Monday, October 22, 2012

Gender in the News: Religion, Politics, Men, Women

A miscellany of recent news articles that have caught my eye, all with gender analysis that seems to me critically important: 

1. Nate Silver finds that the gender gap continues to grow as the ideological gap between the two parties grows.  If only women voted in the coming U.S. presidential election, President Obama would be re-elected by a landslide.  The opposite would happen if men alone voted.  As Silver also notes, women tend to take more liberal stances than men on a wide range of issues including abortion, same-sex marriage, and gun control.

2. Isn't it interesting that a bevy of "moderates" who have nothing in common except that they're all well-off white men have announced that they're pro-Romney, though their avowed political positions are more consonant with the Democratic party's platform in this election cycle?  Alex Pareene reports on these four "dudes"--Scott Adams, Buzz Bissinger, David Brooks, and Michael Bloomberg--at Salon.

Four men . . . . 

3. At Religion Dispatches, Joanna Brooks writes about the interesting discovery that, though 34% of Boy Scout troops nationwide are sponsored by the Church of Jesus Christ of the Latter Day Saints, fewer than 2% of the cases of abuse of Scouts by Scout leaders documented in the BSA "perversion files" involve Mormon Scout troops.  And so: "It is believed that LDS Church may have handled child abuse cases internally rather than reporting them to BSA officials."

Like the Roman Catholic church, the Church of Jesus Christ of the Latter Day Saints excludes women from its priesthood.  Like the Roman Catholic church, the Mormon church is hierarchical, and only males can participate in the hierarchical governance of the LDS church.  Women are free to participate in LDS auxiliary roles and auxiliary organizations.

4. At Talk to Action, Bruce Wilson notes that the powerful and wealthy Billy Graham Evangelistic Association (check out its Board of Directors: notice anything?) is now running high-profile, full-page ads in battleground states instructing "Christian" voters to vote Republican because the Democrats have endorsed same-sex marriage.  But as Wilson also indicates, after it was noted that the BGEA website contained statements at several spots characterizing Mormonism as an unChristian cult, those statements were suddenly scrubbed from the website and then it temporarily went down, curiously, just as the high-profile ads began to be released.

A friend in Charlotte, North Carolina, emailed me yesterday to tell me the Charlotte Observer ran one of these ads in its Sunday edition.  His comment about the ads: 

Today's Charlotte Observer had a full-page ad by the Billy Graham Evangelistic Association asking voters to choose candidates who respect traditional marriage, oppose abortion, blah, blah, blah.  Billy's picture was in the background and took up the whole page.  Aren't they Christ-like?  I bet that page cost $15,000, and I can't think of one single act that would be more deserving of those funds. 

In case you miss it, that final observation about acts deserving these funds is meant to be sarcastic.

5. At Huffington Post, Anat Hoffman reports that on 16 October, she was arrested by the Israeli police as she conducted a prayer service at the Western Wall to commemorate the centennial of Hadassah.  Her crime and that of the women who gather at the Wailing Wall to pray in the 12 meters of the wall allotted to women (48 meters are reserved for men)?  Hoffman suggests it's that they 1) wear tallits, 2) pray out loud instead of in whispers, and 3) read from the Torah scroll.  Though these practices comply with Jewish law, they're considered by the men running the Western Wall an affront to traditional Jewish values and to the sanctity of the Wall itself.

Hoffman asks an important question about her arrest, and then offers an answer to it:

What is the purpose of arresting a woman, interrogating her, collecting video footage of her every move, questioning witnesses and spending hours writing reports, if at the end charges are never made?
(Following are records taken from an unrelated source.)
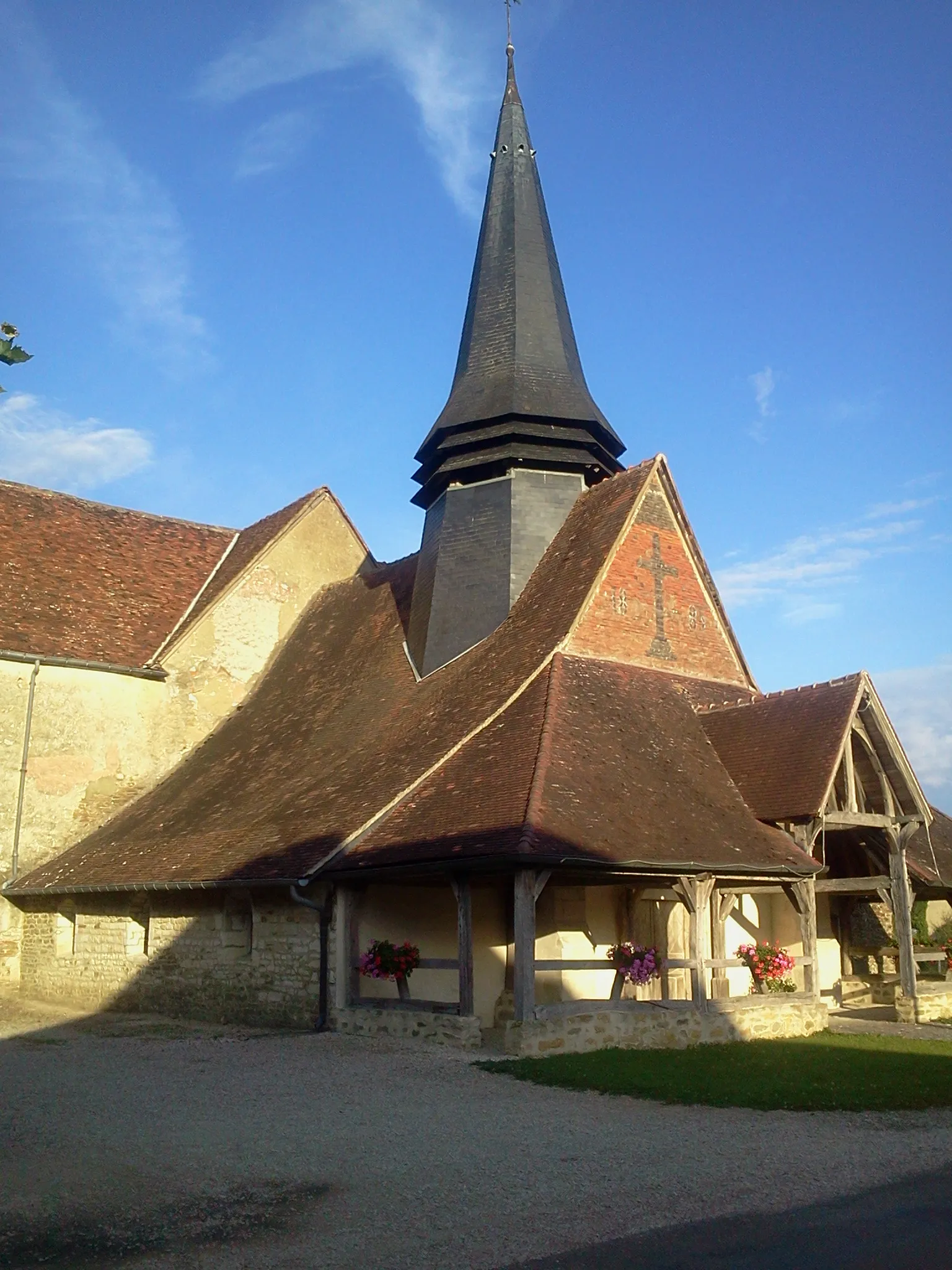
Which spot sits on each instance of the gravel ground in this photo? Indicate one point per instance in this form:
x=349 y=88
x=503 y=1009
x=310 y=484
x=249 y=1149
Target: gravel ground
x=150 y=1143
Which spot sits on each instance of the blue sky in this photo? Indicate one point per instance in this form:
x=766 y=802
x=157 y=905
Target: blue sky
x=238 y=241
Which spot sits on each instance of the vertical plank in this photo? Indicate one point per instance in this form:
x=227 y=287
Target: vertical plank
x=524 y=940
x=805 y=892
x=464 y=938
x=721 y=905
x=348 y=986
x=696 y=894
x=902 y=916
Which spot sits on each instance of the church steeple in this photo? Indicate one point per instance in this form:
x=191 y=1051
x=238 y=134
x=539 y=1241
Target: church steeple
x=519 y=395
x=519 y=437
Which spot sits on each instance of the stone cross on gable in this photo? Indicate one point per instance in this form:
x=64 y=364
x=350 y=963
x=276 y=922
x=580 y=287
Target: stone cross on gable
x=659 y=571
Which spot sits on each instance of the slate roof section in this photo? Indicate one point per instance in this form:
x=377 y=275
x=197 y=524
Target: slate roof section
x=93 y=582
x=518 y=360
x=782 y=750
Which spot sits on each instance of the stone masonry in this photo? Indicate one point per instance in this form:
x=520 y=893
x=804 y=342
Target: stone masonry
x=648 y=1025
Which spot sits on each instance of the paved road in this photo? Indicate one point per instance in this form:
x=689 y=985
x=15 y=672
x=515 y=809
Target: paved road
x=906 y=1226
x=149 y=1145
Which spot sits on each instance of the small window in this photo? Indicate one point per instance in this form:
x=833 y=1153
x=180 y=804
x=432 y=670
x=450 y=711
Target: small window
x=65 y=934
x=138 y=935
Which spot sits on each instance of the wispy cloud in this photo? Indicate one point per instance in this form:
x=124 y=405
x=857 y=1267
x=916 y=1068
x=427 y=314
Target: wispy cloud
x=813 y=561
x=47 y=447
x=902 y=508
x=919 y=703
x=763 y=385
x=432 y=48
x=121 y=218
x=275 y=144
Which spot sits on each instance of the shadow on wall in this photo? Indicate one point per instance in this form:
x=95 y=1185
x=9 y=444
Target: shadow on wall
x=245 y=951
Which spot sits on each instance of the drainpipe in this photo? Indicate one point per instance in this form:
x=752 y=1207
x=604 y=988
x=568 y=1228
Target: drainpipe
x=15 y=860
x=324 y=913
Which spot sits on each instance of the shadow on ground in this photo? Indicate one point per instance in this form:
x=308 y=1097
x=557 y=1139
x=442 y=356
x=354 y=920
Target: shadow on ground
x=904 y=1226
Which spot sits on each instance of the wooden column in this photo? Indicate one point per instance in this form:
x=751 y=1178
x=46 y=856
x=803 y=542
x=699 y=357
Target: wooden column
x=902 y=912
x=464 y=936
x=528 y=887
x=803 y=895
x=721 y=906
x=348 y=986
x=695 y=892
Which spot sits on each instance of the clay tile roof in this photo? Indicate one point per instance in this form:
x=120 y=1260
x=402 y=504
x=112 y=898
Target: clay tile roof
x=337 y=728
x=93 y=582
x=596 y=762
x=930 y=854
x=781 y=750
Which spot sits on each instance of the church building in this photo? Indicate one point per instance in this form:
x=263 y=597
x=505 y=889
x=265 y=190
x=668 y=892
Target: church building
x=232 y=760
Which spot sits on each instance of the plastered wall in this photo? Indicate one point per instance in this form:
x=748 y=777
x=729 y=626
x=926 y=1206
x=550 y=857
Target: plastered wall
x=99 y=739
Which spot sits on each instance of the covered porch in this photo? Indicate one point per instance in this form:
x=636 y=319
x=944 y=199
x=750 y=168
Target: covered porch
x=523 y=957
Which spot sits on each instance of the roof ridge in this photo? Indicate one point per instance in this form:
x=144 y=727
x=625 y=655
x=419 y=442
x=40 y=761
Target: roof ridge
x=115 y=507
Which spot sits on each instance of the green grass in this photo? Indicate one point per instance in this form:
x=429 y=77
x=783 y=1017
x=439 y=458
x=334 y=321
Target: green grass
x=827 y=1072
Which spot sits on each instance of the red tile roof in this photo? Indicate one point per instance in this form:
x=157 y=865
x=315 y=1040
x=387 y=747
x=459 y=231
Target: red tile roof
x=782 y=750
x=93 y=582
x=338 y=732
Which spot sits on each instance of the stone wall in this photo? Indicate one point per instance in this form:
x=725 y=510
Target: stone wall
x=99 y=739
x=234 y=957
x=637 y=1025
x=462 y=1032
x=932 y=1001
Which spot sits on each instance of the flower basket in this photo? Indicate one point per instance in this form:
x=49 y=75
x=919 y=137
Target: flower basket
x=635 y=962
x=769 y=966
x=386 y=961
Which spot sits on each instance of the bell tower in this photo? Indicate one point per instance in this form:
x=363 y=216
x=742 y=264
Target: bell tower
x=519 y=436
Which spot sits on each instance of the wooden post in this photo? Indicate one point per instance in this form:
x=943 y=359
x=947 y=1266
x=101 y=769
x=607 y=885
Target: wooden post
x=803 y=897
x=721 y=906
x=695 y=892
x=348 y=986
x=464 y=938
x=524 y=893
x=902 y=912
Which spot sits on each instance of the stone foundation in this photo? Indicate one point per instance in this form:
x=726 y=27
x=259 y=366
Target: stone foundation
x=932 y=1001
x=224 y=958
x=462 y=1032
x=646 y=1025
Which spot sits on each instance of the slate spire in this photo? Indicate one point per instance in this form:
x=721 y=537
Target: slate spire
x=519 y=397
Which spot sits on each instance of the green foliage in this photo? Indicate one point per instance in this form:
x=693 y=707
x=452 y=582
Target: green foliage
x=827 y=1072
x=11 y=353
x=920 y=926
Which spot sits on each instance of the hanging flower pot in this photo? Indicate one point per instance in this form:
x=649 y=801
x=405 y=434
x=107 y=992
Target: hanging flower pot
x=386 y=961
x=637 y=963
x=769 y=966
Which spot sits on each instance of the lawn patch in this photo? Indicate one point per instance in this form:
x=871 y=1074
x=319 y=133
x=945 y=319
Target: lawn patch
x=827 y=1072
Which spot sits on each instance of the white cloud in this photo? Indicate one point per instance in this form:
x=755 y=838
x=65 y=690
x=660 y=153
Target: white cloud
x=431 y=47
x=47 y=447
x=123 y=220
x=763 y=385
x=275 y=144
x=919 y=703
x=811 y=561
x=907 y=505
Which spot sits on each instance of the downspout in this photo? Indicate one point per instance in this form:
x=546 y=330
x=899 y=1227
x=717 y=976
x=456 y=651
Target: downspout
x=15 y=860
x=324 y=913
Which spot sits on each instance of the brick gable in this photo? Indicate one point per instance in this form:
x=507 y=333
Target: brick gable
x=656 y=606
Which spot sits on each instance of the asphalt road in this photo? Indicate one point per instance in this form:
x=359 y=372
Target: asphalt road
x=904 y=1226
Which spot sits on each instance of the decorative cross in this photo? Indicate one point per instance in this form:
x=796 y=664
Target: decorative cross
x=659 y=571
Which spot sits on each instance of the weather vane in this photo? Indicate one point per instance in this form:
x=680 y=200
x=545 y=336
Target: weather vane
x=509 y=20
I believe the purpose of this harassment and treatment is to wear down the leaders of our women's prayer group, to exhaust us into giving up our struggle for this rights.
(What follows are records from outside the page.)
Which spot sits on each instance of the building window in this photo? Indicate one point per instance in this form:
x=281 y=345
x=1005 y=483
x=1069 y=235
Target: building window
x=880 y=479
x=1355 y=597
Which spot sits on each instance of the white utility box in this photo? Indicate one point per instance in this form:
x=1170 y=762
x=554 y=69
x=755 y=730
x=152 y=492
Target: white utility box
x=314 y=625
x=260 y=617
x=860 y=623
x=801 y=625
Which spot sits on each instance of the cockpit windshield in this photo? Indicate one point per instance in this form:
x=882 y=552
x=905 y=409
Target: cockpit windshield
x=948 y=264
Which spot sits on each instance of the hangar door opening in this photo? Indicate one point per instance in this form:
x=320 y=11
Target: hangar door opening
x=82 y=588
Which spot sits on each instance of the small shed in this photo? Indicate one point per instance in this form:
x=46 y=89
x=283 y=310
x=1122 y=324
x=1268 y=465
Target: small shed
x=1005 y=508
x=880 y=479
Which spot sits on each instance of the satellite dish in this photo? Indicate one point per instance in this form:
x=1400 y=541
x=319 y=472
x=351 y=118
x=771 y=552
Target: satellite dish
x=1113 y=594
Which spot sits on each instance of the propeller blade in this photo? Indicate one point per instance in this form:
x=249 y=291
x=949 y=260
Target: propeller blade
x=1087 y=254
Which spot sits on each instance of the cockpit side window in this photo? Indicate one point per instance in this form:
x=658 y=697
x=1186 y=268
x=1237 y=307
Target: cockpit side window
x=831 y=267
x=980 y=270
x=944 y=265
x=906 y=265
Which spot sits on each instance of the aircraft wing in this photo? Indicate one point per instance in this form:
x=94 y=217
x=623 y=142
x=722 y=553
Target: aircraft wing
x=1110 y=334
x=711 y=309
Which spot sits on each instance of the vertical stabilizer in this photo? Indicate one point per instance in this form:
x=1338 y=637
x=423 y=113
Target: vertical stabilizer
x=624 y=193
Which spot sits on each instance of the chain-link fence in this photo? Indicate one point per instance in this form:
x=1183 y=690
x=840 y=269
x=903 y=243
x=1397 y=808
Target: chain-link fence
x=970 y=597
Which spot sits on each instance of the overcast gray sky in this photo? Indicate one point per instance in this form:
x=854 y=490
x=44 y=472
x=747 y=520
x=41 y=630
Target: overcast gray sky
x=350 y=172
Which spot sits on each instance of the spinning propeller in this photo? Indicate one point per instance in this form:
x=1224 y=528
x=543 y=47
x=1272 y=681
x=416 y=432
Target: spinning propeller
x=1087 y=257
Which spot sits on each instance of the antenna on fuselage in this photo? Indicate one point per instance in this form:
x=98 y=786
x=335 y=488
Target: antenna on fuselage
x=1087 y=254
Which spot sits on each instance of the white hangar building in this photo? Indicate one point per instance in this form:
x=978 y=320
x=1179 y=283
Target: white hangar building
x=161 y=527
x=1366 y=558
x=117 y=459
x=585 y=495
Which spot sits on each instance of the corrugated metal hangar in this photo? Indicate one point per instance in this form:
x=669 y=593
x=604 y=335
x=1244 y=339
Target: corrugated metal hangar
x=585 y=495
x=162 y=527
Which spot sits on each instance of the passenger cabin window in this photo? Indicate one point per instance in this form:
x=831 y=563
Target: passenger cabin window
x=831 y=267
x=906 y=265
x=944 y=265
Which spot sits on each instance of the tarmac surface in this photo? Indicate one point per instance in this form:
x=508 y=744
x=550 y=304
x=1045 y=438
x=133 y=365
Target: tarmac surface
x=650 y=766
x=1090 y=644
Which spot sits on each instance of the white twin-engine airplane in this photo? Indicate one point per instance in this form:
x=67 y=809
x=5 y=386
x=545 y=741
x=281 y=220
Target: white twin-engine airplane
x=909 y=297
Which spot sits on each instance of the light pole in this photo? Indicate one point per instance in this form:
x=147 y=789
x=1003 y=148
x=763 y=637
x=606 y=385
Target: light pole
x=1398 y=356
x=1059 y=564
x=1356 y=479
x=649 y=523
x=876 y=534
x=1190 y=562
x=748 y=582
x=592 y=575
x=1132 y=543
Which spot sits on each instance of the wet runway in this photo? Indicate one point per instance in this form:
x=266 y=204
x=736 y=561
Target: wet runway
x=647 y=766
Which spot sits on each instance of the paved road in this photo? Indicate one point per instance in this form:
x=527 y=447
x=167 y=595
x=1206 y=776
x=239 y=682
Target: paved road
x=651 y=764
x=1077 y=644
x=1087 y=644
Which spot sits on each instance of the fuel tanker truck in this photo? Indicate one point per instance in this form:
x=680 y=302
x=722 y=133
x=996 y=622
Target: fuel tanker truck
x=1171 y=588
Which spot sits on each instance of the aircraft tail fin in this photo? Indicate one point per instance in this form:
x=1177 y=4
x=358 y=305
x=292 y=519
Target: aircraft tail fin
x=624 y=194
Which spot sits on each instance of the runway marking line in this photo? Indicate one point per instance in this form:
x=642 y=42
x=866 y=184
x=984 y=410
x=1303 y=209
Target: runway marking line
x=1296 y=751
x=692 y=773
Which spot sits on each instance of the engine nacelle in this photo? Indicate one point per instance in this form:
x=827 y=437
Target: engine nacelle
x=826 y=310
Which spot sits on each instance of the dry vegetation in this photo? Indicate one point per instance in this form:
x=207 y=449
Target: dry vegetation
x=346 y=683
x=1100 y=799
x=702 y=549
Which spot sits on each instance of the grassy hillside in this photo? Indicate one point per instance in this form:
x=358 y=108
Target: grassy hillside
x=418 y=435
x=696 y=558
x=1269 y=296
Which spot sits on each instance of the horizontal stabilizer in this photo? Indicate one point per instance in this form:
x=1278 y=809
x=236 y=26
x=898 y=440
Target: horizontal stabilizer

What do these five reports have in common?  I'll leave it to you to puzzle out your own answers to that question.  For my part, it's fairly clear what they say, taken together, as separate pieces of one overarching narrative.
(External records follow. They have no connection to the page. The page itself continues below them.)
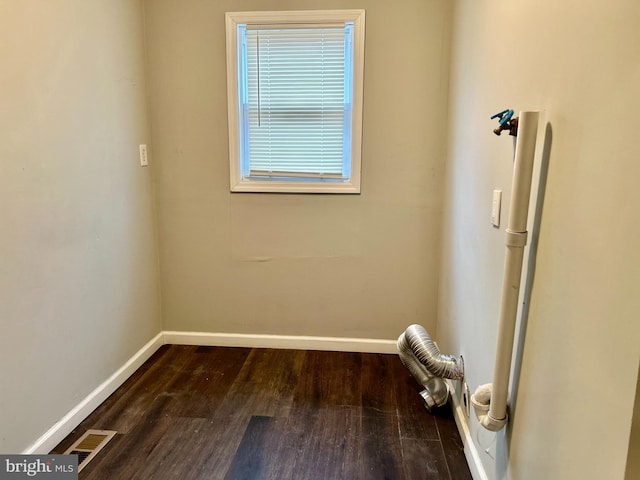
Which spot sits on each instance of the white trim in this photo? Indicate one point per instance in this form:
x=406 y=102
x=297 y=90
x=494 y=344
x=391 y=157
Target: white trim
x=470 y=451
x=296 y=342
x=232 y=20
x=82 y=410
x=77 y=414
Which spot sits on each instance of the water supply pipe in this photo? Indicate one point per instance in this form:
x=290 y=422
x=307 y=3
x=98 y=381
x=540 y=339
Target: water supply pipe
x=490 y=400
x=428 y=365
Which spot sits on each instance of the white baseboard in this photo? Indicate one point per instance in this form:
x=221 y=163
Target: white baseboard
x=76 y=415
x=470 y=451
x=296 y=342
x=71 y=420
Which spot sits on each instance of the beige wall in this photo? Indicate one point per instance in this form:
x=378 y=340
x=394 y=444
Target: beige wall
x=577 y=61
x=633 y=456
x=78 y=275
x=331 y=265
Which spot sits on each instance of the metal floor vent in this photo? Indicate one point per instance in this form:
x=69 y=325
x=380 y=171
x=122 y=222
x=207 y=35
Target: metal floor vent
x=89 y=444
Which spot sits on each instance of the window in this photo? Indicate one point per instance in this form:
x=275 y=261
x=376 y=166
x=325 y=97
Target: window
x=294 y=85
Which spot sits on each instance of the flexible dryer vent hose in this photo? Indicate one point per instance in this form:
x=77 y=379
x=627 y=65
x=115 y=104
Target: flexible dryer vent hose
x=428 y=365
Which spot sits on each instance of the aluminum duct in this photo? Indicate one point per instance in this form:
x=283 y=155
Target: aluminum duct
x=428 y=366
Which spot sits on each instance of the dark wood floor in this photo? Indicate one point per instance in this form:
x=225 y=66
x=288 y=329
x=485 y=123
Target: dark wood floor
x=240 y=413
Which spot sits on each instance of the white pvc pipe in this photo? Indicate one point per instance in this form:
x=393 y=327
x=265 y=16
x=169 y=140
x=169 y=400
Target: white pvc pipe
x=494 y=397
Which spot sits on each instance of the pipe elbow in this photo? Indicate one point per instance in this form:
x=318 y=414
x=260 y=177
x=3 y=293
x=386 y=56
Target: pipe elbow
x=481 y=401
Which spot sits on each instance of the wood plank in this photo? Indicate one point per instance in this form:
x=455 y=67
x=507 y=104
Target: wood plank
x=217 y=412
x=329 y=378
x=452 y=445
x=265 y=384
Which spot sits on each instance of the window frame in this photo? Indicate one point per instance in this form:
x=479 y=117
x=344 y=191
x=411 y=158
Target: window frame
x=238 y=183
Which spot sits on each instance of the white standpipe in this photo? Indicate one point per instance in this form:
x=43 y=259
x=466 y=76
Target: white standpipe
x=490 y=400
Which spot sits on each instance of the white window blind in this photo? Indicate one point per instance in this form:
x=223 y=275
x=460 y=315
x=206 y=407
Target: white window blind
x=296 y=100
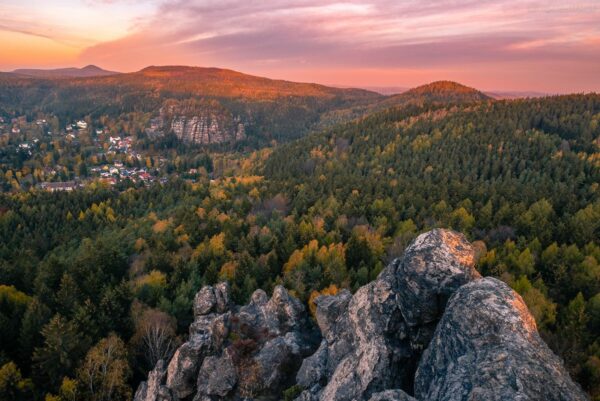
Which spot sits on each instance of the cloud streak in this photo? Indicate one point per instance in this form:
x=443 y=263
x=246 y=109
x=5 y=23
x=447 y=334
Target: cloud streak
x=546 y=45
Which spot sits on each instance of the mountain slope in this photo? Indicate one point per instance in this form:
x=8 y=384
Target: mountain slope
x=87 y=71
x=435 y=93
x=266 y=109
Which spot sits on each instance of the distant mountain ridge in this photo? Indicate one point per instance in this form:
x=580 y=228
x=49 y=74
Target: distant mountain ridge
x=71 y=72
x=229 y=105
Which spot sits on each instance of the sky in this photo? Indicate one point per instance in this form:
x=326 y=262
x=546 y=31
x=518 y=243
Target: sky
x=548 y=46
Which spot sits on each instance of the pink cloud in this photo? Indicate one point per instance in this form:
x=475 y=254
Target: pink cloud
x=495 y=44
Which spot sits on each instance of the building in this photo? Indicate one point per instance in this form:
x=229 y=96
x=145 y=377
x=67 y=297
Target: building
x=67 y=186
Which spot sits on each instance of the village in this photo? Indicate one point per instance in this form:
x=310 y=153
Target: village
x=54 y=158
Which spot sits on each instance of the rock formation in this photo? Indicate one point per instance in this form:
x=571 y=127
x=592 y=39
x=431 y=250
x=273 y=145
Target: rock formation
x=428 y=327
x=486 y=347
And it's also clear that what they say about how our world is organized is critically important for us to understand if we expect to build a human community in which every person is valued equally and has equal access to the goods of the world and to the right of self-fulfillment.  It's also very clear to me why groups as disparate as Mormons, many Catholics, quite a few Orthodox Jews, and most conservative evangelicals, who disagree wildly with each other on almost every theological front imaginable, have banded together to see that Messrs. Romney and Ryan are elected in November.

And it's clear to me what the election of those two gentlemen will portend for the human community and its chances at building a more humane world, should they that election occur.